The Honour of Payback

I had the honor of holding the door open to the other side for both my mom and my dad. Dad was terrified of the thought of living without His wife of 68 years, and in her last days on this plane Mom wore a haunted expression of one that is aware of her imminent leaving.

As the only child it was up to me alone to learn how to assist them to their respective continuation days. The question was how could I hold the door open for them when I was so full of fear myself?

I missed my parents even before they left. In the bliss of euphoric recall my childhood took on a golden glow of unshakeable care for what seemed like forever. I knew nothing else, I didn’t know there was anything else until much, much later. There was always a place to go home to, no matter that I never did. Just the thought of the support back there was enough to sustain me through the bad times far from home.
Of course I knew intellectually this family relationship was far from perfect, that would have been a fairytale. Relationships are messy and uncomfortable , we were no different than billions of other families but it was happening in my family now.
We all grieve in respect for
our cultural norms. I began to feel like an orphan even before the process began. The thought that they could no longer save me from myself was a shock . I came to that realization with a sick feeling on a chilly midnight, sitting in the pharmacy with my pyjama top tucked into my jeans.

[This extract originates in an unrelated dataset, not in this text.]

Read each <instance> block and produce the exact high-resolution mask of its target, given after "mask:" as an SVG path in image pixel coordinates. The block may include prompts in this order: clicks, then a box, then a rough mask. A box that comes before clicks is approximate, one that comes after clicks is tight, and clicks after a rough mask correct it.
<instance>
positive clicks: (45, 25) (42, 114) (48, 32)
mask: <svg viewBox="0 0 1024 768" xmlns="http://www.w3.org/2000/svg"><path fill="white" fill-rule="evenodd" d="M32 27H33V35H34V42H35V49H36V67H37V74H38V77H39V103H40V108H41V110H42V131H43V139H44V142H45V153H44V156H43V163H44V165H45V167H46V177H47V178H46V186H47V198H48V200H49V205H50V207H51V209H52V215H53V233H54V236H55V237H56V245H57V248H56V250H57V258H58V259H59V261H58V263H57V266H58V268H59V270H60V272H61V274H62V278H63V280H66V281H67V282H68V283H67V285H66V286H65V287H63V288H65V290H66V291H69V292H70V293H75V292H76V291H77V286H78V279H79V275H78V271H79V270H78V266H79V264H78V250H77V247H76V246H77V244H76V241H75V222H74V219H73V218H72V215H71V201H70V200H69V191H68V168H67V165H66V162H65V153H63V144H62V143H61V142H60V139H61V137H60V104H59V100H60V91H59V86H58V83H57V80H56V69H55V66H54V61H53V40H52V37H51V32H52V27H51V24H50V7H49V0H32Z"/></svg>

The phone had shrilled on my bedside table and I woke already sitting up. Midnight calls are like air raid sirens. They strike terror into a heart that knows even at rest what
it ‘s waiting for, it’s purely visceral. Of course it was my dad asking me to go and pick up an emergency prescription for mom. His voice was quivering from exhaustion and fear. It was hard being a caregiver at his age. Being the only child made us a caregiving team, looking after a stubborn mom who refused to go into a care home. She knew she would never come out again. It was a death watch and the three of us knew it.
I was impatient as I sat waiting in the all night pharmacy. It was all about me. I watched the night people eying me, gauging my possible receptivity for a handout. I glared at them and they skittered away. Then as I settled in to wait for my mother’s drugs I realized I was a grown up.

It hit me like a ton of bricks. I could make a living amends to them both right now!! Payback for all the pain I had thoughtlessly caused them throughout my life. I could honour them, take responsibility and smooth the way for them. Be the one they could lean on instead of the other way around. Suddenly the self pity melted away. Who cares if I’m tired at work tomorrow! This is the miracle! In one instant my whole attitude changed. I would be a tower of strength for them.
It was a spiritual awakening sitting in a hard plastic chair with glaring fluorescents accentuating the dingy floor. I am an adult child! Who would have ever thought!